I’d been wanting to take some old ski equipment to consignment for a while and I finally did it yesterday, along with some ice skates. When I went to collect them from a corner in the basement, I can’t say I didn’t feel a pang of nostalgia or thoughts of “What if I need them again?” or “Suppose someone comes to visit and wants to go ice skating?” The truth is those ski boots never fit well no matter how many times I had them refitted, and the last time I was ice skating was, well, a while ago. Quite a while ago.
Everything was still in really good condition, and why not let someone else have them and enjoy them for a super reduced price? I cannot begin to tell you how good it felt to let go of these things. I’ve used them, enjoyed them, and have good memories of good times but the truth is that those times are what I want to hold on to, not the items themselves.
I was having a conversation the other day with my son who informed me that he would prefer to keep the “stuff” he accumulates in life to a minimum, at least at this point in time. This seems to be a prevalent attitude these days among younger people, which I think is great. They don’t have the same emotional connection to things that I was raised with. Having spent the first half of my life accumulating possessions, I realize my goal now is to divest myself of them. I want less – less stuff, less clutter, less to take care of, less to concern myself with.
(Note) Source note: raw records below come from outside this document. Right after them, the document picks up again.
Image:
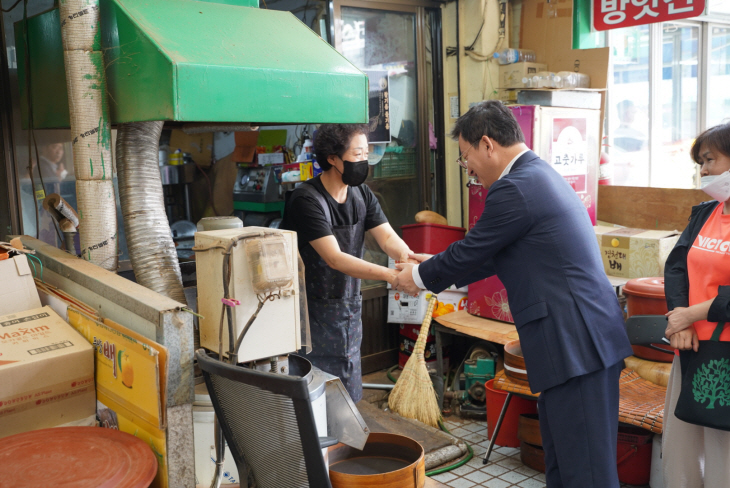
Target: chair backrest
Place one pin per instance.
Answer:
(268, 422)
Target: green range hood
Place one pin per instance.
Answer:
(199, 61)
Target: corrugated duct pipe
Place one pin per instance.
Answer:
(89, 109)
(149, 239)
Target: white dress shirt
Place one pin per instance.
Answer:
(416, 276)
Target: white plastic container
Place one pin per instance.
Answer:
(571, 79)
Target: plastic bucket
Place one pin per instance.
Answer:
(517, 406)
(634, 455)
(431, 238)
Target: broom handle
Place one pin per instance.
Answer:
(420, 346)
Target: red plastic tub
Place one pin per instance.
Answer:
(517, 406)
(634, 455)
(431, 238)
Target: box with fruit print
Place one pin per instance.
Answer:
(131, 375)
(406, 309)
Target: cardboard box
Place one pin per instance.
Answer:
(634, 253)
(46, 372)
(405, 309)
(18, 292)
(510, 75)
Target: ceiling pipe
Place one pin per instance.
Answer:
(90, 131)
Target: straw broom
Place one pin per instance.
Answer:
(413, 395)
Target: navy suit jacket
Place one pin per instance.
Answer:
(536, 236)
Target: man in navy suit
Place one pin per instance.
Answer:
(536, 236)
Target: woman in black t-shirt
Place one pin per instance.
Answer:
(331, 214)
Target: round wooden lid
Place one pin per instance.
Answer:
(81, 457)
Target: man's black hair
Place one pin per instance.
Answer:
(715, 139)
(334, 140)
(491, 119)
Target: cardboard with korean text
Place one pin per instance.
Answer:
(131, 373)
(46, 372)
(634, 253)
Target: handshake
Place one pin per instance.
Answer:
(402, 276)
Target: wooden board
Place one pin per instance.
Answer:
(481, 328)
(647, 208)
(379, 421)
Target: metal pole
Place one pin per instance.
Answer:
(377, 386)
(497, 427)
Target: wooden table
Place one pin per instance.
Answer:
(461, 323)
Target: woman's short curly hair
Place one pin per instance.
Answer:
(334, 140)
(715, 138)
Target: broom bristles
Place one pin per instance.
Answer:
(413, 395)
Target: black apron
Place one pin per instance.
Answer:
(335, 301)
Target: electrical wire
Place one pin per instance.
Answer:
(469, 456)
(30, 116)
(11, 8)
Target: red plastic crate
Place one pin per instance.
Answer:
(431, 238)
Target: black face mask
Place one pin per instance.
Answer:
(355, 173)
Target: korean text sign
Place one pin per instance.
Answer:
(614, 14)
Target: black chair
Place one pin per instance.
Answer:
(268, 422)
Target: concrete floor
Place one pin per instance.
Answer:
(505, 470)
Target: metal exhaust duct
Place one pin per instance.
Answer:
(151, 249)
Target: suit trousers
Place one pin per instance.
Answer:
(579, 428)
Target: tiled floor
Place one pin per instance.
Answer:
(505, 470)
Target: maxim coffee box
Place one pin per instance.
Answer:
(46, 372)
(634, 253)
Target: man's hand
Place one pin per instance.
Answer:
(404, 282)
(684, 340)
(679, 319)
(419, 258)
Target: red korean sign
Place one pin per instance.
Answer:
(614, 14)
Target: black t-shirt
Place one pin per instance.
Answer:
(310, 222)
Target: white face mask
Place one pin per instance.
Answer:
(717, 186)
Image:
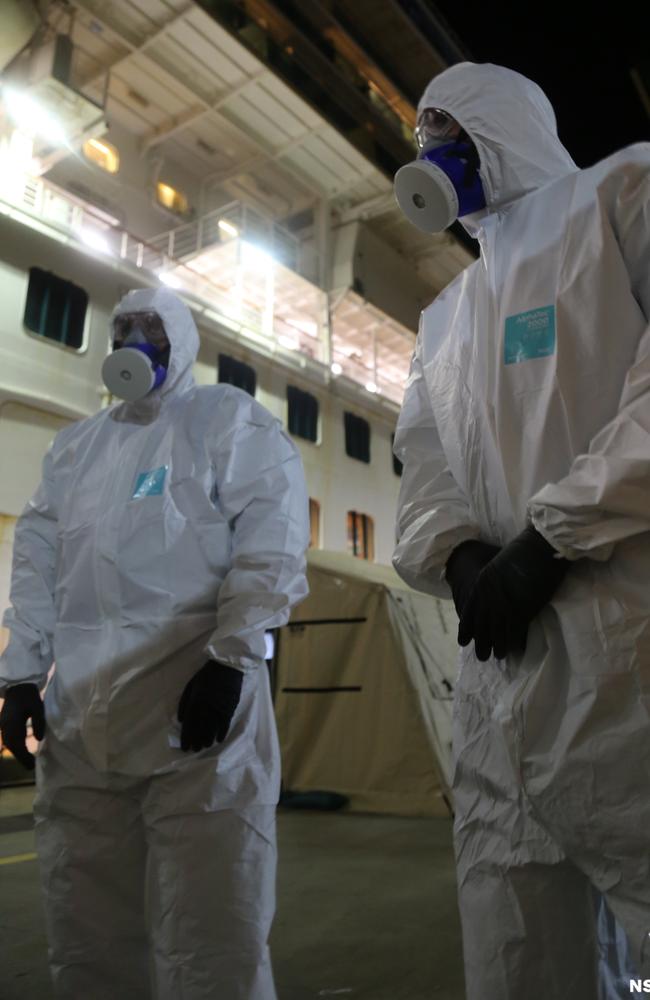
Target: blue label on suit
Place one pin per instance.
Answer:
(530, 335)
(150, 484)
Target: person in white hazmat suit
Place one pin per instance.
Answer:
(525, 440)
(167, 534)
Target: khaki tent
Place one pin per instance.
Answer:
(364, 678)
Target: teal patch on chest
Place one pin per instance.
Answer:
(530, 335)
(150, 484)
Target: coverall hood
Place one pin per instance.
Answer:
(181, 332)
(511, 122)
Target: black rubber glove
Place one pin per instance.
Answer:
(208, 704)
(463, 567)
(510, 591)
(22, 702)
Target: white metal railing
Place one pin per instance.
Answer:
(247, 270)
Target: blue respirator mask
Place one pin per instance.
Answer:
(138, 364)
(442, 185)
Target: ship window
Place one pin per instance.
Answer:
(237, 373)
(303, 413)
(357, 437)
(314, 524)
(397, 465)
(361, 535)
(55, 308)
(172, 199)
(102, 154)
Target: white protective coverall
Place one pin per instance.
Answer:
(529, 400)
(164, 533)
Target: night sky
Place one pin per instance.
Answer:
(579, 55)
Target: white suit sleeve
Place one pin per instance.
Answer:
(433, 514)
(31, 617)
(262, 493)
(605, 497)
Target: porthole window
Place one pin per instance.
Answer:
(237, 373)
(172, 199)
(357, 437)
(361, 535)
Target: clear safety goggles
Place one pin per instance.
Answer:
(433, 123)
(149, 324)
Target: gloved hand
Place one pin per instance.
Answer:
(463, 567)
(208, 704)
(22, 702)
(509, 592)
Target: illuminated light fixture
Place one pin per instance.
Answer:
(255, 258)
(227, 227)
(169, 279)
(32, 117)
(102, 154)
(94, 239)
(172, 199)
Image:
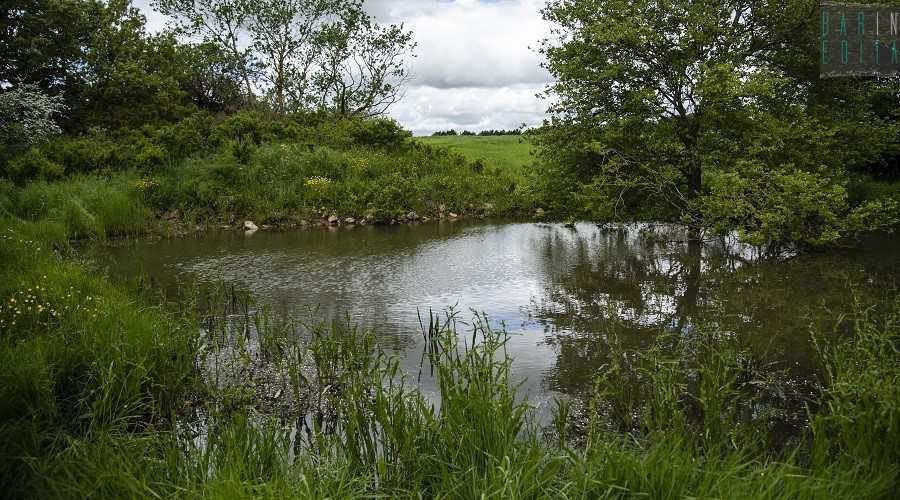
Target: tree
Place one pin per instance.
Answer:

I want more, too – more free time, more energy, more peace and more orderliness.
So one of my major goals for the year is to downsize my stuff. I’m starting – don’t laugh – with 5 minutes a day. My goal is 5 minutes a day, 5 days a week. (I get two days off.) I’ll set a timer and declutter for those 5 minutes. If I’m motivated to continue I will, but I don’t have to. (I’ve gotten a lot of big projects done this way!) I’ve zeroed in on my home office as the place to start. I’ve got a box to donate what I no longer need, and a shredder to get rid of old papers and files.
In coaching, we encourage our clients to discover their Big Why – the compelling reason for why they want to achieve their goal. It’s the motivation that keeps you going when you want to give up. When I boil it down to that, my Big Why is having less stuff so that I can have more life – more time for people, creative work, experiences, reading, fun!
Is there something you want to achieve this year? Start a new career, maybe, or start a plant-based diet? Reduce debt, get your finances in order? It could be anything. Maybe you want to spend more time with your family, volunteer, take a class, or take up a new sport. Before you get started, take some time to think about your Big Why. Write it down. Keep it somewhere you can see it regularly. It may be just the thing that takes you to the finish line.